Wednesday, November 10, 2010

How to Solve the Pension Crisis and Encourage Financial Discipline at the Same Time

Many states are experiencing serious problems trying to deal with deficits driven in part by huge pension obligations. Retired government workers have become a burden that is no longer serviceable.

What I suggest is a means tested pension system with debenture bonds subordinate to the other obligations of the state due when those obligations are met on a steady basis. It will be real money, just now now and not until the state's financial situation comes under control.

Here's how it would work:
All pensions would be capped at no more than $40,000 per year to be paid at once. This would be an indexed amount. The balance due would be issued as non interest bearing debentures.

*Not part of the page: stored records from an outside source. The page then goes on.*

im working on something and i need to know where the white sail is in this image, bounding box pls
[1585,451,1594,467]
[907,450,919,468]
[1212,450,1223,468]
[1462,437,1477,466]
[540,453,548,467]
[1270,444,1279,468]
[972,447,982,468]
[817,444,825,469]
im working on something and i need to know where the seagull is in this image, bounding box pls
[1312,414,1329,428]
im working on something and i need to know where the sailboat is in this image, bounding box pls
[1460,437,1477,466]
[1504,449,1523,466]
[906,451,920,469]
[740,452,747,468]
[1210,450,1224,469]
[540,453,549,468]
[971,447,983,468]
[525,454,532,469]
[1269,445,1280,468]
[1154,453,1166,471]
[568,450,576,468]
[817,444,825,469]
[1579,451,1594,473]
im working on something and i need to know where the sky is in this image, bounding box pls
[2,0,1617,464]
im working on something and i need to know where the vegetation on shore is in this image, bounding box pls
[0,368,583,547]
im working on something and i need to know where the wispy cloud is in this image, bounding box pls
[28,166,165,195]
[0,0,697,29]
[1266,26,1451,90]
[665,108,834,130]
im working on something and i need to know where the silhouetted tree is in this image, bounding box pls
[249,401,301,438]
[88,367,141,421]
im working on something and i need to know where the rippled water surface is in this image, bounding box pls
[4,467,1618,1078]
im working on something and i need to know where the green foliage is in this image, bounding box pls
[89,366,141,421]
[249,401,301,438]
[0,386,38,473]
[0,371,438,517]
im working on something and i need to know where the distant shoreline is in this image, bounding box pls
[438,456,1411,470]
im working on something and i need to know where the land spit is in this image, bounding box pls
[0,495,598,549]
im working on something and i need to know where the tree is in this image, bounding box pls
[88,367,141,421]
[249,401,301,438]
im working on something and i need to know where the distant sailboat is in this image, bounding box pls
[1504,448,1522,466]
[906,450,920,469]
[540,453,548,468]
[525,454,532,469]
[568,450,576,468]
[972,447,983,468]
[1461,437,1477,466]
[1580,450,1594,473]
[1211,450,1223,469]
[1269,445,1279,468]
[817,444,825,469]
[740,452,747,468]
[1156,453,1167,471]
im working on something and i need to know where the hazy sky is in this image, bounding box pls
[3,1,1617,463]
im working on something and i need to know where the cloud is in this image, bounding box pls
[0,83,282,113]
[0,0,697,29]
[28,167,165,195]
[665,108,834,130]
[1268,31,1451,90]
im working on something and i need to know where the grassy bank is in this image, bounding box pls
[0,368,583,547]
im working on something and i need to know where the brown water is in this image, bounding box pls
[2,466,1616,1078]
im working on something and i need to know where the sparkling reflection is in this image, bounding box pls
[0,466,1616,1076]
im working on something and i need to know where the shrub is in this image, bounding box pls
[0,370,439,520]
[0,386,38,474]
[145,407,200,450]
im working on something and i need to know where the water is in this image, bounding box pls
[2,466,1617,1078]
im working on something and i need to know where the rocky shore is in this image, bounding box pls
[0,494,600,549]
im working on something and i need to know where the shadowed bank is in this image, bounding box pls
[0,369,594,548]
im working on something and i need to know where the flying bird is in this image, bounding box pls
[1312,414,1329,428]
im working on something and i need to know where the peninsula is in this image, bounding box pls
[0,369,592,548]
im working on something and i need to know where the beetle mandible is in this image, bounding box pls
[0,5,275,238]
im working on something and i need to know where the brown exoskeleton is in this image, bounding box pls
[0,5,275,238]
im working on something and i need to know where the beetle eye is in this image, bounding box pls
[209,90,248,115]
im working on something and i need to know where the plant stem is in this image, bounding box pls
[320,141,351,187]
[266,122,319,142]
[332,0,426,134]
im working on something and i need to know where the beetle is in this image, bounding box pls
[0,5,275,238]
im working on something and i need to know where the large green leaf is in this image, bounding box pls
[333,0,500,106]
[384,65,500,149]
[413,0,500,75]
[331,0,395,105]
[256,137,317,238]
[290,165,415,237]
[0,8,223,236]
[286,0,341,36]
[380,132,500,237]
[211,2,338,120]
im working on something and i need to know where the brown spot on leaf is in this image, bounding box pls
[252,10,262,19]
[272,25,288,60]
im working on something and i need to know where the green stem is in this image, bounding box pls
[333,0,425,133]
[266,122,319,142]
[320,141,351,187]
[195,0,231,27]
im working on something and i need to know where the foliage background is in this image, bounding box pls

The debentures could be cashed out to a factoring agency like J D Wentworth if there were buyers. The debentures could be used to buy things and services from willing sellers. There could be a secondary market.

Once the day came that the state became solvent again, the bearer bonds, the subordinated debentures could be presented for a cash payout.


This would have the net effect of balancing the budget quickly and it would create additional pressure to balance the state budgets.

All in all a good thing. Of course it will never work. It makes too much sense.

1 comment:

Anonymous said...

the unions along with their their pension systems should be tossed into the Gehenna , It is Their 'system' that puts states in debt.